Offshore Directive - the safety of offshore oil and gas operations
Following the Deepwater Horizon incident in the Gulf of Mexico in April 2010, the European Commission (EC) expressed its initial views on the safety of offshore oil and gas operations in its communication 'Facing the challenge of the safety of offshore oil and gas activities' (published on 13 October 2010). The EC communication concluded that the existing divergent and fragmented regulatory framework applying to the safety of offshore oil and gas operations in Europe, along with current industry safety practices, did not provide adequate assurance that risks from offshore accidents were minimised throughout the Union.
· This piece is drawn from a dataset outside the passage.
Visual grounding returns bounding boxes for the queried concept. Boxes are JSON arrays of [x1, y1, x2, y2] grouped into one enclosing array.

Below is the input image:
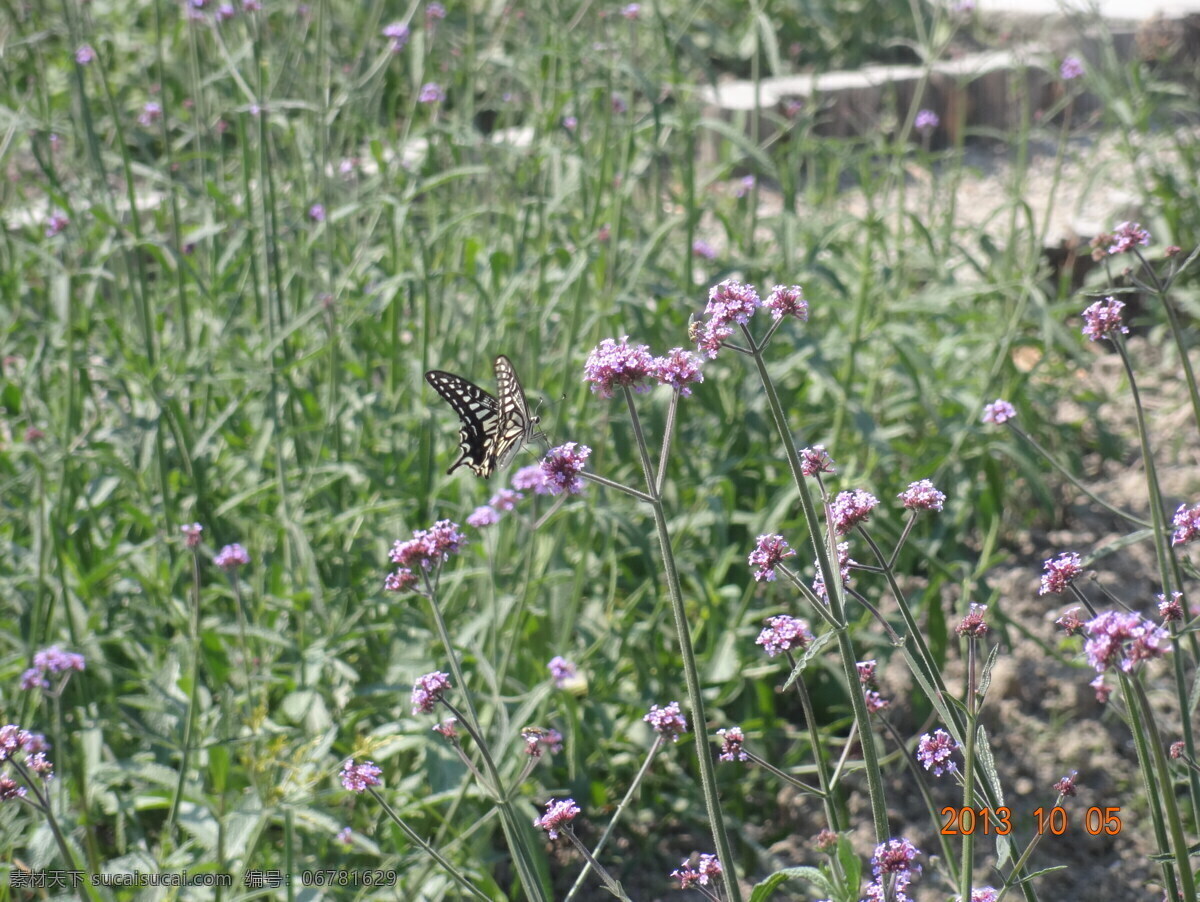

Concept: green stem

On the 28th June 2013, the EC published the Offshore Directive. The aim of this Directive was to reduce as far as possible the occurrence of major accidents related to offshore oil and gas operations and to limit their consequences.
HSE implemented the majority of the health and safety requirements in the Offshore Installations (Offshore Safety Directive) (Safety Case etc.) Regulations 2015 (OSDR). The Department for Business, Energy and Industrial Strategy (BEIS) also introduced new regulations to implement environmental and licensing requirements.
The Directive also required the creation of an offshore competent authority. In Great Britain the Offshore Major Accident Regulator (OMAR), which comprises of BEIS and HSE working in partnership has been established and further information is available on the OMAR website.